As India battles a calamitous covid19 surge, children, who anyway are the greatest victims of this pandemic by not only losing school space but outdoor life as well, aren’t cared by the government. After an absent Children Day last year (in 2020), the 11th anniversary of Right of Children to Free and Compulsory Education Act, 2009, on April 1 this year also went unmarked.
In any case, this landmark legislation that fructified after a long struggle of over 100 years is in an endangered zone since the NDA-2 government came to power at the centre, which as it appears, is keen on making it toothless if seen by its acts of its providing emphasis on ‘outcomes’ by way of Central RTE Rules amendment to include reference on learning outcomes in March 2017 and not inputs to doing away with no detention policy (section 16) through RTE Amendment bill 2019 and finally by replacing ‘right’ with ‘universal access’ in the much hyped NEP 2020.
For record, NEP 2020 announced amidst pandemic without a debate in the Parliament, also lays emphasis on ‘alternative models of education’, through ‘multiple pathways’ which also include non-formal and open schooling and minimally trained volunteers, community members and also child-tutors from the same school for children of grades one and two of primary schools. It also brought examination scheme back in grades 3, 5 and 8 in addition to the board examinations in grades 10 and 12 that runs contrary to the RTE.
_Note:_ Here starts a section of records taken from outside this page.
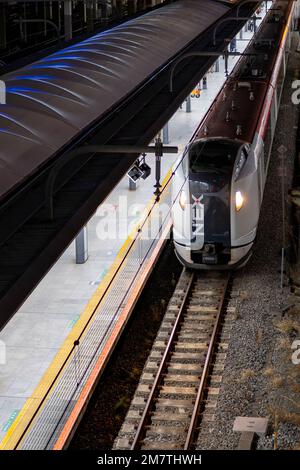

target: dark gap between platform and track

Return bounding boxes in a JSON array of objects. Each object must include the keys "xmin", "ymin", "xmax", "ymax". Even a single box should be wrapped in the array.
[{"xmin": 69, "ymin": 242, "xmax": 182, "ymax": 450}]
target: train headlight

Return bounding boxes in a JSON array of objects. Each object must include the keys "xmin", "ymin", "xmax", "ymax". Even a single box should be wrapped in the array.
[
  {"xmin": 235, "ymin": 191, "xmax": 244, "ymax": 212},
  {"xmin": 179, "ymin": 191, "xmax": 187, "ymax": 211}
]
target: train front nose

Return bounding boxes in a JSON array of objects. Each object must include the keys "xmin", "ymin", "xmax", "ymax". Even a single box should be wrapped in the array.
[{"xmin": 190, "ymin": 175, "xmax": 231, "ymax": 264}]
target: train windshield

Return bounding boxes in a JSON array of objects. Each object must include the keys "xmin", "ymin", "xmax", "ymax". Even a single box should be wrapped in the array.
[{"xmin": 189, "ymin": 140, "xmax": 241, "ymax": 174}]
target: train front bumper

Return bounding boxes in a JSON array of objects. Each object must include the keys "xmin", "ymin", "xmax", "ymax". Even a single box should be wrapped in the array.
[{"xmin": 174, "ymin": 241, "xmax": 253, "ymax": 271}]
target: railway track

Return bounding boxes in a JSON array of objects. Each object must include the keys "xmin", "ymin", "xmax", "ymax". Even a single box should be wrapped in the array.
[{"xmin": 115, "ymin": 270, "xmax": 234, "ymax": 450}]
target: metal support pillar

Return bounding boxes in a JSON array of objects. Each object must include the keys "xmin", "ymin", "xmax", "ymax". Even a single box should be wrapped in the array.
[
  {"xmin": 215, "ymin": 59, "xmax": 220, "ymax": 73},
  {"xmin": 154, "ymin": 137, "xmax": 163, "ymax": 201},
  {"xmin": 64, "ymin": 0, "xmax": 73, "ymax": 41},
  {"xmin": 75, "ymin": 225, "xmax": 89, "ymax": 264},
  {"xmin": 86, "ymin": 0, "xmax": 94, "ymax": 33},
  {"xmin": 185, "ymin": 95, "xmax": 192, "ymax": 113},
  {"xmin": 163, "ymin": 122, "xmax": 170, "ymax": 144},
  {"xmin": 0, "ymin": 3, "xmax": 6, "ymax": 49}
]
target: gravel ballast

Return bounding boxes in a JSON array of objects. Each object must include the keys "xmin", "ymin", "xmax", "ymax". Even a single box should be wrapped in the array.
[{"xmin": 198, "ymin": 35, "xmax": 300, "ymax": 449}]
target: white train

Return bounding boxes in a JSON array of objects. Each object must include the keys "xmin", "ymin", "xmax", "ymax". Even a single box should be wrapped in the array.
[{"xmin": 172, "ymin": 1, "xmax": 295, "ymax": 269}]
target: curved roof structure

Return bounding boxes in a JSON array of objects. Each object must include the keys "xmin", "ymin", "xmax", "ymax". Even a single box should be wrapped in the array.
[{"xmin": 0, "ymin": 0, "xmax": 228, "ymax": 198}]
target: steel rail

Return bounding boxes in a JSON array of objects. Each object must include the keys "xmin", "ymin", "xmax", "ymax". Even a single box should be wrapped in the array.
[
  {"xmin": 131, "ymin": 272, "xmax": 195, "ymax": 450},
  {"xmin": 184, "ymin": 274, "xmax": 231, "ymax": 450}
]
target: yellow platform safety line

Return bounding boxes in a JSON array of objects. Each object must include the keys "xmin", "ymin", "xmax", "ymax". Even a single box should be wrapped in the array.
[{"xmin": 0, "ymin": 162, "xmax": 176, "ymax": 450}]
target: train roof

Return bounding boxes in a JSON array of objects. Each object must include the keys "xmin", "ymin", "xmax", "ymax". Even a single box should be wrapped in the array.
[
  {"xmin": 196, "ymin": 1, "xmax": 291, "ymax": 143},
  {"xmin": 0, "ymin": 0, "xmax": 229, "ymax": 198}
]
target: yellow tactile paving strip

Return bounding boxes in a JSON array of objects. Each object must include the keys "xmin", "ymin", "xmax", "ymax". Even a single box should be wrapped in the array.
[{"xmin": 0, "ymin": 169, "xmax": 172, "ymax": 450}]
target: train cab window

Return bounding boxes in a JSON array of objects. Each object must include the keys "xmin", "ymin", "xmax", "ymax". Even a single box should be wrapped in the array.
[{"xmin": 189, "ymin": 140, "xmax": 240, "ymax": 174}]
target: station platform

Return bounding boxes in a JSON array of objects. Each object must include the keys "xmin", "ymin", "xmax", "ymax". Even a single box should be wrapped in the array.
[{"xmin": 0, "ymin": 19, "xmax": 263, "ymax": 449}]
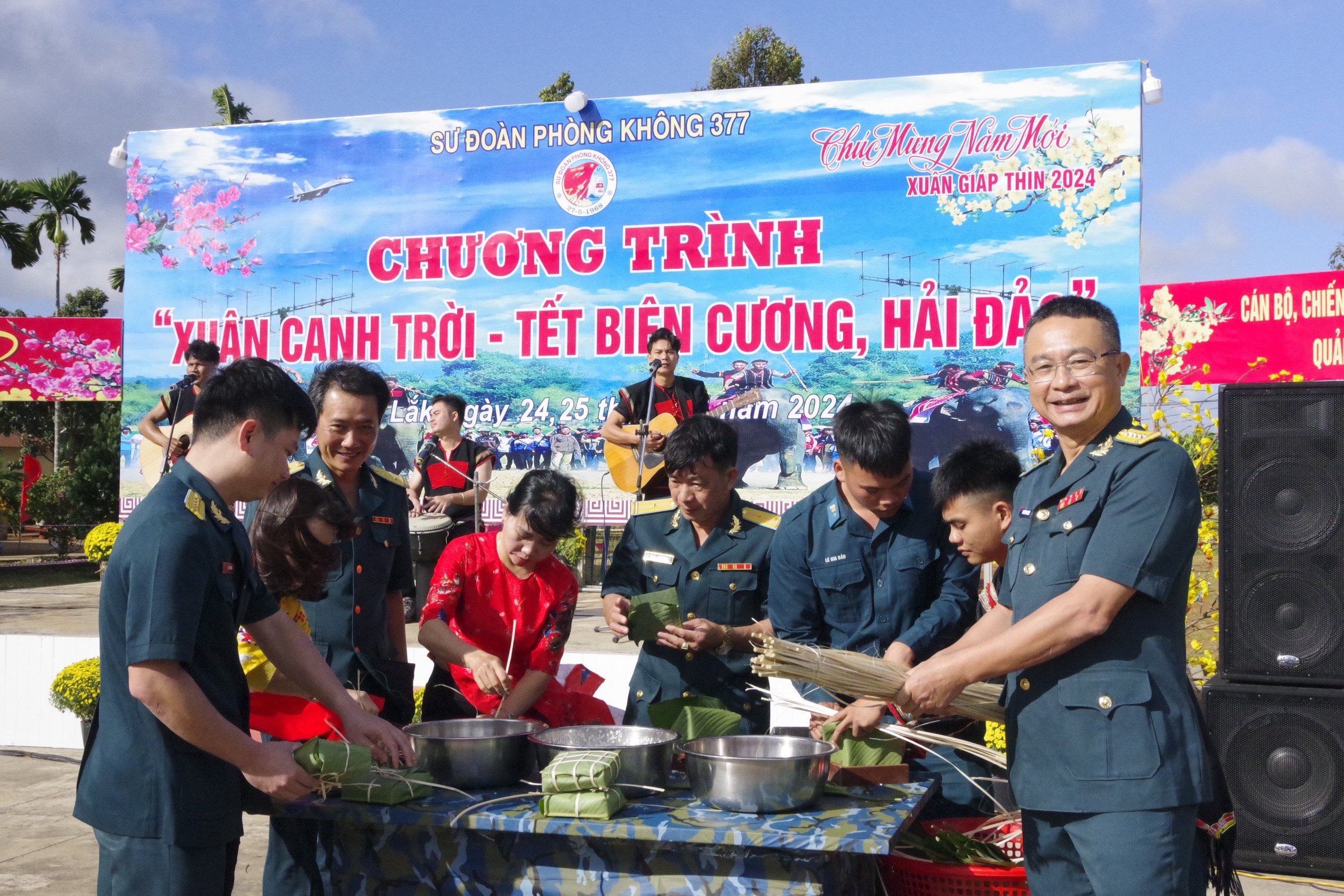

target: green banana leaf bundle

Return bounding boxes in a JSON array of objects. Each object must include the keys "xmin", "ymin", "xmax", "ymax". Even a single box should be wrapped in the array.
[
  {"xmin": 626, "ymin": 588, "xmax": 681, "ymax": 644},
  {"xmin": 899, "ymin": 826, "xmax": 1013, "ymax": 868},
  {"xmin": 340, "ymin": 768, "xmax": 434, "ymax": 806},
  {"xmin": 649, "ymin": 697, "xmax": 742, "ymax": 740},
  {"xmin": 542, "ymin": 790, "xmax": 625, "ymax": 821},
  {"xmin": 295, "ymin": 737, "xmax": 374, "ymax": 783},
  {"xmin": 542, "ymin": 750, "xmax": 621, "ymax": 794},
  {"xmin": 821, "ymin": 723, "xmax": 906, "ymax": 768}
]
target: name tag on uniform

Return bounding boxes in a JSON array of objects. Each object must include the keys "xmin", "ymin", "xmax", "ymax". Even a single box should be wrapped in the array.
[{"xmin": 1059, "ymin": 489, "xmax": 1087, "ymax": 511}]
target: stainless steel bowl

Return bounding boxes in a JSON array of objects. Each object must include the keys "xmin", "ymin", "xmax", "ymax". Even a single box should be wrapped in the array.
[
  {"xmin": 528, "ymin": 725, "xmax": 676, "ymax": 797},
  {"xmin": 405, "ymin": 719, "xmax": 545, "ymax": 790},
  {"xmin": 682, "ymin": 735, "xmax": 836, "ymax": 814}
]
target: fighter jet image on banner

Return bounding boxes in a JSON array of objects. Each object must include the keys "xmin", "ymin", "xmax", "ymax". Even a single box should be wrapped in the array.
[{"xmin": 286, "ymin": 175, "xmax": 355, "ymax": 203}]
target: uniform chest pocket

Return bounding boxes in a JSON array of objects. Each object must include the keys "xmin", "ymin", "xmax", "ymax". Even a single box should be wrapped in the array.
[
  {"xmin": 1055, "ymin": 669, "xmax": 1161, "ymax": 781},
  {"xmin": 812, "ymin": 560, "xmax": 868, "ymax": 623},
  {"xmin": 710, "ymin": 571, "xmax": 762, "ymax": 626}
]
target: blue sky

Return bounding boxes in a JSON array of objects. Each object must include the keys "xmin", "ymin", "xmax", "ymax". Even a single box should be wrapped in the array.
[
  {"xmin": 0, "ymin": 0, "xmax": 1344, "ymax": 318},
  {"xmin": 127, "ymin": 62, "xmax": 1140, "ymax": 384}
]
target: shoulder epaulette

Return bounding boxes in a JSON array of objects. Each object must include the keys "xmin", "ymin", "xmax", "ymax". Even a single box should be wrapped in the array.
[
  {"xmin": 631, "ymin": 498, "xmax": 676, "ymax": 516},
  {"xmin": 1116, "ymin": 430, "xmax": 1162, "ymax": 445},
  {"xmin": 742, "ymin": 508, "xmax": 780, "ymax": 529},
  {"xmin": 183, "ymin": 489, "xmax": 206, "ymax": 523},
  {"xmin": 368, "ymin": 466, "xmax": 406, "ymax": 489}
]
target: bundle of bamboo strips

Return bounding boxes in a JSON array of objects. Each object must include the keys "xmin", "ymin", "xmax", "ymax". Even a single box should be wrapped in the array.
[{"xmin": 751, "ymin": 636, "xmax": 1004, "ymax": 721}]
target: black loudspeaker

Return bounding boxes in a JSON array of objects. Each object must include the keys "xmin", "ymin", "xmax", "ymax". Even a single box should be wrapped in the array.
[
  {"xmin": 1203, "ymin": 678, "xmax": 1344, "ymax": 877},
  {"xmin": 1219, "ymin": 383, "xmax": 1344, "ymax": 682}
]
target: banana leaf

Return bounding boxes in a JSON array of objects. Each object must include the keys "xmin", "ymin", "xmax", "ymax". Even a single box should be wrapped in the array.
[
  {"xmin": 295, "ymin": 737, "xmax": 374, "ymax": 783},
  {"xmin": 649, "ymin": 697, "xmax": 742, "ymax": 740},
  {"xmin": 628, "ymin": 588, "xmax": 681, "ymax": 644},
  {"xmin": 340, "ymin": 768, "xmax": 434, "ymax": 806},
  {"xmin": 821, "ymin": 723, "xmax": 906, "ymax": 768},
  {"xmin": 542, "ymin": 790, "xmax": 625, "ymax": 819},
  {"xmin": 542, "ymin": 750, "xmax": 621, "ymax": 794}
]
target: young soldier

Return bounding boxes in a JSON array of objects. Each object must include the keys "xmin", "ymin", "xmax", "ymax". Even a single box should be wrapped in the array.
[
  {"xmin": 602, "ymin": 416, "xmax": 780, "ymax": 733},
  {"xmin": 903, "ymin": 296, "xmax": 1211, "ymax": 896},
  {"xmin": 931, "ymin": 439, "xmax": 1022, "ymax": 613},
  {"xmin": 75, "ymin": 359, "xmax": 411, "ymax": 896}
]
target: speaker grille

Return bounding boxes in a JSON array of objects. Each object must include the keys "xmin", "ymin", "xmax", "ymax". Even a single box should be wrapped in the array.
[
  {"xmin": 1219, "ymin": 383, "xmax": 1344, "ymax": 684},
  {"xmin": 1204, "ymin": 681, "xmax": 1344, "ymax": 874}
]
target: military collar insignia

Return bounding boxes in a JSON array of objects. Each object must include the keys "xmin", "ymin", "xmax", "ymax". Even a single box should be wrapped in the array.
[
  {"xmin": 1087, "ymin": 433, "xmax": 1124, "ymax": 457},
  {"xmin": 183, "ymin": 489, "xmax": 206, "ymax": 523}
]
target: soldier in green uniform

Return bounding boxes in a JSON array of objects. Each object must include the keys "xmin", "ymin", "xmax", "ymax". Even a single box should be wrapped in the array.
[
  {"xmin": 74, "ymin": 359, "xmax": 411, "ymax": 896},
  {"xmin": 602, "ymin": 416, "xmax": 780, "ymax": 733},
  {"xmin": 264, "ymin": 361, "xmax": 415, "ymax": 896},
  {"xmin": 903, "ymin": 296, "xmax": 1211, "ymax": 896}
]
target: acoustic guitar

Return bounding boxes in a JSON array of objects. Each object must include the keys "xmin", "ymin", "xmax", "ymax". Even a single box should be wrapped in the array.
[
  {"xmin": 140, "ymin": 416, "xmax": 194, "ymax": 488},
  {"xmin": 602, "ymin": 389, "xmax": 761, "ymax": 493}
]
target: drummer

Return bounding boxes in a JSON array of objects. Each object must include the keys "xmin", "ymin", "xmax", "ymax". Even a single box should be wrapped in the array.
[
  {"xmin": 406, "ymin": 395, "xmax": 495, "ymax": 540},
  {"xmin": 419, "ymin": 470, "xmax": 612, "ymax": 727}
]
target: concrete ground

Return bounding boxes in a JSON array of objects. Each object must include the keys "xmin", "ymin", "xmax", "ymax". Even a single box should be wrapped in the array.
[{"xmin": 0, "ymin": 583, "xmax": 1339, "ymax": 896}]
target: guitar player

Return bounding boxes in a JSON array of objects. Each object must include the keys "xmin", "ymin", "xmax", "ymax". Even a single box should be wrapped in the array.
[
  {"xmin": 140, "ymin": 339, "xmax": 219, "ymax": 470},
  {"xmin": 602, "ymin": 326, "xmax": 710, "ymax": 494}
]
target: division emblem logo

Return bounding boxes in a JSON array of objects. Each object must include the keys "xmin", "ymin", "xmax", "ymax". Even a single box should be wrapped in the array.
[{"xmin": 551, "ymin": 149, "xmax": 615, "ymax": 218}]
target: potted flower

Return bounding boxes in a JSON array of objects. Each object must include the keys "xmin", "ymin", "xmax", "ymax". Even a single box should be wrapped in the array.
[
  {"xmin": 85, "ymin": 523, "xmax": 121, "ymax": 575},
  {"xmin": 51, "ymin": 657, "xmax": 102, "ymax": 744}
]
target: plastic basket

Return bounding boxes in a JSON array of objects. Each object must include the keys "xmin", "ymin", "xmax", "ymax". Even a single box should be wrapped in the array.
[{"xmin": 879, "ymin": 818, "xmax": 1031, "ymax": 896}]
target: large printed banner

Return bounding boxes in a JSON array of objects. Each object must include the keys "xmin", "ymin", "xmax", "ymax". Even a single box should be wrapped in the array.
[
  {"xmin": 0, "ymin": 317, "xmax": 121, "ymax": 402},
  {"xmin": 1138, "ymin": 270, "xmax": 1344, "ymax": 385},
  {"xmin": 122, "ymin": 62, "xmax": 1140, "ymax": 520}
]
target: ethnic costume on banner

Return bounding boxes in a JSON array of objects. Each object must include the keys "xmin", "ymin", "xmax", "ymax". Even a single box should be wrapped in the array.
[
  {"xmin": 999, "ymin": 410, "xmax": 1211, "ymax": 896},
  {"xmin": 602, "ymin": 490, "xmax": 780, "ymax": 733},
  {"xmin": 421, "ymin": 532, "xmax": 613, "ymax": 728},
  {"xmin": 74, "ymin": 459, "xmax": 278, "ymax": 896}
]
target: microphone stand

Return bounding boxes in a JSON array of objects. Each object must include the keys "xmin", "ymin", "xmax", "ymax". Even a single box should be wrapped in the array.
[
  {"xmin": 634, "ymin": 360, "xmax": 663, "ymax": 501},
  {"xmin": 159, "ymin": 376, "xmax": 196, "ymax": 477}
]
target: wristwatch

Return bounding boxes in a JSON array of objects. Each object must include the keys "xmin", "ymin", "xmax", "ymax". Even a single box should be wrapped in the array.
[{"xmin": 713, "ymin": 626, "xmax": 732, "ymax": 657}]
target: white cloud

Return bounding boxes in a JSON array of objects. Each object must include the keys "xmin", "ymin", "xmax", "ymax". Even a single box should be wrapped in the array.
[
  {"xmin": 334, "ymin": 111, "xmax": 466, "ymax": 137},
  {"xmin": 632, "ymin": 71, "xmax": 1083, "ymax": 115},
  {"xmin": 130, "ymin": 125, "xmax": 307, "ymax": 187}
]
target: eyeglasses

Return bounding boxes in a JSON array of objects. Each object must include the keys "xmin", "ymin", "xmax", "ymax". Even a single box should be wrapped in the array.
[{"xmin": 1027, "ymin": 348, "xmax": 1119, "ymax": 383}]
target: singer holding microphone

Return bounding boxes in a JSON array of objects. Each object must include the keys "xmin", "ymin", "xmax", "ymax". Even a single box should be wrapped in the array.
[
  {"xmin": 602, "ymin": 326, "xmax": 710, "ymax": 496},
  {"xmin": 140, "ymin": 339, "xmax": 219, "ymax": 466}
]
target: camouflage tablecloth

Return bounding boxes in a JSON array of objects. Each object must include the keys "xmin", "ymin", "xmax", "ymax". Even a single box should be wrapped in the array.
[{"xmin": 274, "ymin": 782, "xmax": 930, "ymax": 896}]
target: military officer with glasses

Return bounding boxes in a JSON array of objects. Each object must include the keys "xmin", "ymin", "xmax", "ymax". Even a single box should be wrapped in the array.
[{"xmin": 902, "ymin": 296, "xmax": 1212, "ymax": 896}]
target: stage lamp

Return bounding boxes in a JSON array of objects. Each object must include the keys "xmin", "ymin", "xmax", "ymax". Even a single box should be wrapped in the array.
[
  {"xmin": 564, "ymin": 90, "xmax": 587, "ymax": 114},
  {"xmin": 1144, "ymin": 63, "xmax": 1162, "ymax": 106},
  {"xmin": 108, "ymin": 137, "xmax": 128, "ymax": 168}
]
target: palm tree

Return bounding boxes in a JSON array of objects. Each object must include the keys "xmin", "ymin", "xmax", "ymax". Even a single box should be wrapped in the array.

The Government, which has long ago given up publishing annual status reports on RTE Act implementation status, conveniently sidelined the ‘compulsory’ obligation on it under the Act after the onset of the current pandemic in March-April 2020. According to estimates, more than 143 million primary school children and more than 133 million secondary school children in India are affected by school closures due to the pandemic. With about 65% of children in the country enrolled in government schools, an overwhelming majority lost one full academic year. Barring a minority of high end private schools, the story would be same for the bulk of private school children.
The rights-based framework under section 3 of the RTE Act states that “free education” implies that no children – other than a child who has been admitted to a school that is not supported by the government – shall be liable to pay any kind of fees or charges or expenses that may prevent them from pursuing and completing elementary education. With a national average of Internet access to less than 25% and a large proportion of them on single device, the shift to online education necessitated by the pandemic, obviously didn’t reach most children. Understandably, millions of children spent on buying devices and paying for internet. Doesn’t it violate the right?
Activists and supporters of RTE in this backdrop are naturally agitated and there is a feeling that this government is working some agenda to reduce the RTE Act to just a lip service. According to Prof Muchkund Dubey, President, Council for Social Development and a former foreign secretary who actively supports the right to education, a serious commitment to Right to Education may have ensured a lot of thinking and remedial measures in the time of school closures but when you are not recognizing a framework, how will solutions come through it. Long closure of schools also means end of gains in ending inequality, exclusion and social justice. “The very idea of a school as an imagination for social integration has collapsed,’ feels S. Srinivasa Rao, Associate Professor of Sociology of Education at Zakir Husain Centre for Educational Studies, Jawaharlal Nehru University (JNU). “While drop outing was already a big challenge, the pandemic forced shutdown has larger implications for a vast population of first/second generation school goers. Malnutrition (because midday meals now not there), early marriages, child labor—all can take us back by decades and what will be its final picture nobody can tell at this stage,” he says.
Lack of planning may one a factor in fanning the sentiment against the Government. Prof R Govinda, noted educationist and former NUEPA vice-chancellor, feels planning has lost its course in school education and there is an urgent need of state level action plans to arrest the decline of proper implementation of the Act. He also pointed out lack of enthusiasm among states as another serious factor that has impacted school education. “There was a thought that RTE should be rolled out as a program and not as a scheme. But then SSA became the primary vehicle of its implementation. So states thought that both the Act as well as planning was of the centre, so at a thought level they just stopped owning them,” he said.
While the RTE Act implementation progressed just over 1% in its first decade (12.7% as per RTE Forum status report 2019), the anniversary or a status report would have provided an opportunity to deliberate on the bottlenecks and practical difficulties and even a debate on any necessary changes. But it seems that it is not only the strong lobby of schools that market themselves based on the exam scores of their students, who glee on absence of Ministry of Education’s omissions, but it appears to be part of a deliberate ideological strategy.
There has been a growing demand for ending exemptions to minority education institutions, which have undoubtedly grown after they were left out of the purview of the Act. On the other side over 1 lakh Eklavya Vidyalayas run by Ekal Vidyalaya Foundation are built as a movement by RSS-this affiliate and need to be patronized by the BJP government. Both these actually reduce the effectiveness of the Act.
To sum up, only a thorough review of RTE Act and consultations can sort out matters. The Government can best utilize the pandemic situation to bring transparency and purpose to its own agenda and own up this legislation, which in the long run will benefit this nation.